Рослая Сара почувствовала себя мелюзгой, следом за внушительной миссис Фелпс поднимаясь по ступеням крыльца. Она приготовилась увидеть темное неопрятное жилище, пропитанное зловонием и полнящееся оглушительным плачем голодных младенцев. А все его обитательницы, наверное, жуткие неряхи.
Однако дверь открыла женщина в накрахмаленной униформе в розовую полоску и кокетливой розовой шапочке. Пригласив гостей в чистую прихожую с натертыми полами, она предложила им передать пальто служанке, осведомившейся, не желают ли дамы чаю.
– Нет? Тогда прошу прямо в детскую, – сказала женщина в униформе и провела их в сияющий чистотой коридор, где стояла группа заблудших девиц с большими животами – некоторые выглядели этакими бочками. Сару поразило, что все очень молоды, ненамного старше Ханны.
При мысли, что столь юные существа изведали столь взрослый опыт, который и привел их сюда, Сара покраснела. Против ожидания, особы эти не выглядели ожесточенными, их лица ничем не отличались от лиц Сариных подруг школьной поры. Пропуская благотворительниц, одна заблудшая девица, прикрыв рукою рот, что-то шепнула товарке, и обе рассмеялись. Сара подивилась их мужеству: надо же, в такой тяжелой ситуации они еще находят повод веселиться!
Уже на лестнице, одолевая третий пролет, делегация расслышала младенцев – сквозь половицы проникал неудержимый крик человечков, пока не умеющих говорить. Этот пронзительный плач Сара помнила по тем временам, когда ее сестры и брат были новорожденными, – они как будто жаловались, что маленькие тельца их не позволяют им выразить свои желания. Удивительно, но крох было слышно во всех уголках просторного Холлингвуда.
На двустворчатых дверях с матовыми стеклами красовалась трафаретная надпись: на одной створке слово «детская», на другой – «комната». Женщина в розовой шапочке распахнула дверь, явив младенцев. Прелестные карапузы сидели и лежали в железных кроватках. Некоторые, чуть постарше, тянули ручонки сквозь прутья ограждения, но большинство детишек по трое лежали в колыбелях.
В одной колыбели вся троица спала. Неужто оглушительные вопли им не мешали? Сара присела на корточки и просунула палец в кроватку. И тут вдруг ближайший к ней младенец, не просыпаясь, крепко за него ухватился. Наверное, мальчик, подумала Сара. В отличие от лысых сожителей, он обладал богатой рыжей шевелюрой – не огненно-рыжей, но темной, цвета красного кирпича. Во сне румяный малыш вытянул губы трубочкой, как для поцелуя. Красавец, просто красавец.
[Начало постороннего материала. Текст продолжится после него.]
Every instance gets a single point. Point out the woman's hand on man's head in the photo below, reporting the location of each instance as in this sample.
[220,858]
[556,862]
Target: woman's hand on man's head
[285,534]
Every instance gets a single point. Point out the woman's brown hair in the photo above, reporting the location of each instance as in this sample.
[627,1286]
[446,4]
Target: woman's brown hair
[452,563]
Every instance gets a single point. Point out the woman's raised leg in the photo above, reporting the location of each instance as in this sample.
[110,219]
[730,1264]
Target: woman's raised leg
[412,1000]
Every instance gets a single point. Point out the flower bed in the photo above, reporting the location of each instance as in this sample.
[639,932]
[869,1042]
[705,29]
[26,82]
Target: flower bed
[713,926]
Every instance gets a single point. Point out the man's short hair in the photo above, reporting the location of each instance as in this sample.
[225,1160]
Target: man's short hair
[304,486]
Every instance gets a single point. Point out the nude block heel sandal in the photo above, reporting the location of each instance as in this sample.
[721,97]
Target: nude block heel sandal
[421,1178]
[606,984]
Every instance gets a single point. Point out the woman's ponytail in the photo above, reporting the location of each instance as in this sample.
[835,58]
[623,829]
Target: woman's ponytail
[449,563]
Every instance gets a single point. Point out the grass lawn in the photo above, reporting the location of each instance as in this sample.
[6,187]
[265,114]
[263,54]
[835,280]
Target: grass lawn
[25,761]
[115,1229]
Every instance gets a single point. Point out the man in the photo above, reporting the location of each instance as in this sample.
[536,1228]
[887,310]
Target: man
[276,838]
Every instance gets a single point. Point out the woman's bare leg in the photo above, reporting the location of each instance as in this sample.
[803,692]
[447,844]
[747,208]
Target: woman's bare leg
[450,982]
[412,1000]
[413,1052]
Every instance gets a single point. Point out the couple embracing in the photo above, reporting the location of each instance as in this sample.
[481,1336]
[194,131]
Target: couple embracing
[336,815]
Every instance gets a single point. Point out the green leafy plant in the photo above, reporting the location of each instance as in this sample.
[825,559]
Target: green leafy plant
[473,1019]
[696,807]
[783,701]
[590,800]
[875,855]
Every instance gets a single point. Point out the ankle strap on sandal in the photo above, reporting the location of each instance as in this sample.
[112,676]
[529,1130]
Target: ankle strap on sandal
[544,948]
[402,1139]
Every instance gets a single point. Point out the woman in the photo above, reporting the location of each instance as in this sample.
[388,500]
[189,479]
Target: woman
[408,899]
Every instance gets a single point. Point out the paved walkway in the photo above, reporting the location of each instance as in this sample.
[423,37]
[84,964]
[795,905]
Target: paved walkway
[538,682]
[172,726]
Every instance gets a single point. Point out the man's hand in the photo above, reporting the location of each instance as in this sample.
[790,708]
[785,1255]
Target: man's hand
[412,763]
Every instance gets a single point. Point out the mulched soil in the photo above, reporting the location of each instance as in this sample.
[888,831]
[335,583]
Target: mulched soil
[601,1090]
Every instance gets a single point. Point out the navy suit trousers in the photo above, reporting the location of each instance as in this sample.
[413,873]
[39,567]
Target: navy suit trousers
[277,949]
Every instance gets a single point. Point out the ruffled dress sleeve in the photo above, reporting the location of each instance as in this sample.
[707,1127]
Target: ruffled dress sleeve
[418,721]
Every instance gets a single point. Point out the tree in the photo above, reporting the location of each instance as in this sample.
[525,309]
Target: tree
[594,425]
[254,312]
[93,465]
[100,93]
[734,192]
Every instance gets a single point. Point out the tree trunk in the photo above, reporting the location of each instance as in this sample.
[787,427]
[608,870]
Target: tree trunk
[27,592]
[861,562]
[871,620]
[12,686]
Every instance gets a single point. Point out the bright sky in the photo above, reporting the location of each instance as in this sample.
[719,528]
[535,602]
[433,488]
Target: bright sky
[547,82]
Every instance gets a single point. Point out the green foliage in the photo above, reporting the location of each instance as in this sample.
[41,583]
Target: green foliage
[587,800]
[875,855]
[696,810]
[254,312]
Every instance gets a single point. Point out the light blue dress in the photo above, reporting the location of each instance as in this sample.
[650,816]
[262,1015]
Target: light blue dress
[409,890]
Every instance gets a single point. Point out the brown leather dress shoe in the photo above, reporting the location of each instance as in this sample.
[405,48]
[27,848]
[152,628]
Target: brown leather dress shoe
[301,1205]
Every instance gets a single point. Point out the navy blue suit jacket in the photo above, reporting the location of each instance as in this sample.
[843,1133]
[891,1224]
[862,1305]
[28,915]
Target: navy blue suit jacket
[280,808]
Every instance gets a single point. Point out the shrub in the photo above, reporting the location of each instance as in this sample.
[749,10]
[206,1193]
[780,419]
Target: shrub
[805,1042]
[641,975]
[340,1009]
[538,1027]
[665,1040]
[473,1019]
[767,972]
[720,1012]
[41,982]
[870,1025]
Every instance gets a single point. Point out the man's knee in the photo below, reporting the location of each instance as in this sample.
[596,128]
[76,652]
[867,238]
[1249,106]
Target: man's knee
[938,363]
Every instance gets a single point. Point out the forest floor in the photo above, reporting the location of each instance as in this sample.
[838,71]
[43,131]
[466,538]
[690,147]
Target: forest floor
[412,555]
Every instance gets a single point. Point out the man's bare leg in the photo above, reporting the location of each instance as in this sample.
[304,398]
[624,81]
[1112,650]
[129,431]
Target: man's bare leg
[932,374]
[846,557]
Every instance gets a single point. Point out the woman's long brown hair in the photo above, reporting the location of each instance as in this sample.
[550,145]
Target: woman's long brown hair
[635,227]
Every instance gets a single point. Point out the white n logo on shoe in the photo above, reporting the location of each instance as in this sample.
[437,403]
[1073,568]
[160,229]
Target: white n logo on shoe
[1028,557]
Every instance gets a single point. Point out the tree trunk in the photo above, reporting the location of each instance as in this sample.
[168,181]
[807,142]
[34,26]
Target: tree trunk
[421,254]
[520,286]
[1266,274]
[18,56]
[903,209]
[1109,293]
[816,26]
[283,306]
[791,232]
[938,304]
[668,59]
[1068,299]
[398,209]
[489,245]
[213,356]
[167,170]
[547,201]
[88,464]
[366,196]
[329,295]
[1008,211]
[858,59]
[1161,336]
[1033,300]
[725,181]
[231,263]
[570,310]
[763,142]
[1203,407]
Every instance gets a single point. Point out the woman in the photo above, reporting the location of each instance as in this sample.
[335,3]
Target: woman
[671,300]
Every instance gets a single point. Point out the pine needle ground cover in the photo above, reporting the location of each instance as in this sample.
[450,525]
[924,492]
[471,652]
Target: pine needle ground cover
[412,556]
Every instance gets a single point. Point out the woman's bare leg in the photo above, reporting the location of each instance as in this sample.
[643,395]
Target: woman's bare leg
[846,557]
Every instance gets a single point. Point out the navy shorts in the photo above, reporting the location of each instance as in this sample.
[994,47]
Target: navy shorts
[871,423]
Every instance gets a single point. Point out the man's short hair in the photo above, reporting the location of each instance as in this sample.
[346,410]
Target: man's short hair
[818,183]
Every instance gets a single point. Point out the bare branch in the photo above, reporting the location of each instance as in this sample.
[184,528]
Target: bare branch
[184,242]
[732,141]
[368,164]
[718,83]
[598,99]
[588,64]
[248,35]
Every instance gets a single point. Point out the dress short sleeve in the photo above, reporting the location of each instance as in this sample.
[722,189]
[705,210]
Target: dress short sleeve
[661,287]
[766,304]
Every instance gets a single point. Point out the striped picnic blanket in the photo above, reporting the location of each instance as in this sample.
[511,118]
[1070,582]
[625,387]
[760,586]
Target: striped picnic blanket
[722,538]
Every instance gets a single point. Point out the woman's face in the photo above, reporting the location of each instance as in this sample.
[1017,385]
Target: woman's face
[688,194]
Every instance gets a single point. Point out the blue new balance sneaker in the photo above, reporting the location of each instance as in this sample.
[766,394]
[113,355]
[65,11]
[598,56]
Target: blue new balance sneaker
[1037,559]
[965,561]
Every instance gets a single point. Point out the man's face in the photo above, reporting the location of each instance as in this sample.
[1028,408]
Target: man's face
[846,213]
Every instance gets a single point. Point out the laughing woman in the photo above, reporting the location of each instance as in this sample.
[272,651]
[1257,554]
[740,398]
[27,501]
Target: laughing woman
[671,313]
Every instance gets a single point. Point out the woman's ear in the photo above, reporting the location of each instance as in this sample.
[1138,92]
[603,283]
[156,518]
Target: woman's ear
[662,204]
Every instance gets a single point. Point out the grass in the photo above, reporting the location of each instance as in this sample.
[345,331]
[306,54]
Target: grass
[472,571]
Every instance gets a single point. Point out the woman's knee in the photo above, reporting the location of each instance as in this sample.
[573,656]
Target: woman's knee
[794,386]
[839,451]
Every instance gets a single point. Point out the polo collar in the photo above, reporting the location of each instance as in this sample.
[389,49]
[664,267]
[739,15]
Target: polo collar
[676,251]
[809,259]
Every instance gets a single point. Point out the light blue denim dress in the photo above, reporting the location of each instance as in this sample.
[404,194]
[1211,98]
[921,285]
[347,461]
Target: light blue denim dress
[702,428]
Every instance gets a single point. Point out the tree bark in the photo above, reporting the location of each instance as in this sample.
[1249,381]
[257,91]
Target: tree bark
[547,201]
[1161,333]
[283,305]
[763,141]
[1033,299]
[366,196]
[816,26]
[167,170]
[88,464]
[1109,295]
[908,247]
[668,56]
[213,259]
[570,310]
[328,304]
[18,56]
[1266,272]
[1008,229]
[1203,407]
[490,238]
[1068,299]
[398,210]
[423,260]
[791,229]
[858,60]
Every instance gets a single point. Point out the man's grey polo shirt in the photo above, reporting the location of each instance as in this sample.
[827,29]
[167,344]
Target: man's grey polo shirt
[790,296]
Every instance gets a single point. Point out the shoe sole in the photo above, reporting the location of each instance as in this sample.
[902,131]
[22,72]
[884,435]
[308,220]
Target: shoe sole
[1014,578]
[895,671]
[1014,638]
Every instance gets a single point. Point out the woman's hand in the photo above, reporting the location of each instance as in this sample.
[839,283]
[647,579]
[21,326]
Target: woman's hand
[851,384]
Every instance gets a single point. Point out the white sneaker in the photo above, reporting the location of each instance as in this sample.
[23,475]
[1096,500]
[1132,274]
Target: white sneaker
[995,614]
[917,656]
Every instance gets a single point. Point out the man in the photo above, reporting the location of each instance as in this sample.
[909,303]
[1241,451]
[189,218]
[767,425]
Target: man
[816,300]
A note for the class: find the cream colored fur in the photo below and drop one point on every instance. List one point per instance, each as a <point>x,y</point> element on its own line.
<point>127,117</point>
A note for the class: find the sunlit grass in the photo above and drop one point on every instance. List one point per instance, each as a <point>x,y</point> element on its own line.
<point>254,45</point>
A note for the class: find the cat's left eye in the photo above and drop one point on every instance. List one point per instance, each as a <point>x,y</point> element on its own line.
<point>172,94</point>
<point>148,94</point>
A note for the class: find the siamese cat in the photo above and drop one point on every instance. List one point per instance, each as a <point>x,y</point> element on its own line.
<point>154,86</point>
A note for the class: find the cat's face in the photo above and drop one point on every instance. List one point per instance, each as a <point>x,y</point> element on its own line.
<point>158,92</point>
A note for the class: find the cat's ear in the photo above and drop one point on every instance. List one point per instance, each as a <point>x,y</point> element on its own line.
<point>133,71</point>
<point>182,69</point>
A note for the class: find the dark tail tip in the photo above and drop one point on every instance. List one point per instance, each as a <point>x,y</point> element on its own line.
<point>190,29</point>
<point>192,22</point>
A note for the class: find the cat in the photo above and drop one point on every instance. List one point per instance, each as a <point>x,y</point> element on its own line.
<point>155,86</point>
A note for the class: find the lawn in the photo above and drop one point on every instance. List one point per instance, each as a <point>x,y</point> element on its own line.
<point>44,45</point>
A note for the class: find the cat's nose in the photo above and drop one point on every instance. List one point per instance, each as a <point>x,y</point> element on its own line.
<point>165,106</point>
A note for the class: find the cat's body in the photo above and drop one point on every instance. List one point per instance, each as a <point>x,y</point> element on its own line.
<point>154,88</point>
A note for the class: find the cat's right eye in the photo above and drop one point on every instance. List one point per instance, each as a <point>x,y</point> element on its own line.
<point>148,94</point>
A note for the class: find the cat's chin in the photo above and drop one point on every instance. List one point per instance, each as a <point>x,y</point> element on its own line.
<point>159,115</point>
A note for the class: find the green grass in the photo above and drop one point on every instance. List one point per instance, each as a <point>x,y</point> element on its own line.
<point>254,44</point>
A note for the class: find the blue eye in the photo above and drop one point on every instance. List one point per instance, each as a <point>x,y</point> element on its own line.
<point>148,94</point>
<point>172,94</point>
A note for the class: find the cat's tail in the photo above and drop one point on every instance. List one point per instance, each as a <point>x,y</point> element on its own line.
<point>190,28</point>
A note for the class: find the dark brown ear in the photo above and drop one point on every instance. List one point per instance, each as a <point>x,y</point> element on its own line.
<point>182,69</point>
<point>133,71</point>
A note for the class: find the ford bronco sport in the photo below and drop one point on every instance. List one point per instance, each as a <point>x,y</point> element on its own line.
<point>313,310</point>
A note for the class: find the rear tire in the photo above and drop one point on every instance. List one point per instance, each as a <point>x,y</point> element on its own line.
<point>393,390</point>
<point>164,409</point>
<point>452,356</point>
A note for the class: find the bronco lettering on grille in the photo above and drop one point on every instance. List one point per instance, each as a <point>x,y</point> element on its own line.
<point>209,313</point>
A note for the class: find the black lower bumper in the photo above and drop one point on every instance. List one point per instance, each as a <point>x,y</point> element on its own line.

Если мы с Эдмундом поженимся, размышляла Сара, я не стану затягивать с рождением детей. Хочу четырех. Двух мальчиков и двух девочек – именно в таком порядке, чтобы у девочек были старшие братья, как у меня – Бенджи.
– Это наш Томас, – сказала нянька, стоявшая по другую сторону кроватки. – Милый, правда?
– Он чудо, – шепнула Сара, разглядывая спящего малыша.
– А вот его мамочка.
Обернувшись, Сара увидела девушку моложе себя, но уже познавшую то, что для нее пока оставалось тайной, – плотскую любовь, беременность и грубость родов, не исключавших печальный исход.
Конечно, для Сары они не станут таким уж тяжким испытанием. Женщинам ее круга помогают врачи, вооруженные научными знаниями.
– Ее зовут Лулубель, – представила нянька.
Девушка смотрела в пол, но Сара заметила, как чуть дернулись ее губы. Что это было? Улыбка? Усмешка?
Сара встала и, как всегда, перед невысоким визави почувствовала себя великаншей.
– Я Сара. – Она поклонилась и протянула руку.
Однако девушка ее не приняла. И даже не подняла взгляд. Обойдя Сару, она взяла малыша на руки и вышла из комнаты, стуча каблуками по натертому полу.
13
Брайди
Миссия Лукреции Белл для падших женщин и заблудших девиц
Январь, 1909
Брайди была уверена, что родит девочку. Округлый живот и утренняя тошнота на ранней стадии беременности не оставляли сомнений в поле ребенка.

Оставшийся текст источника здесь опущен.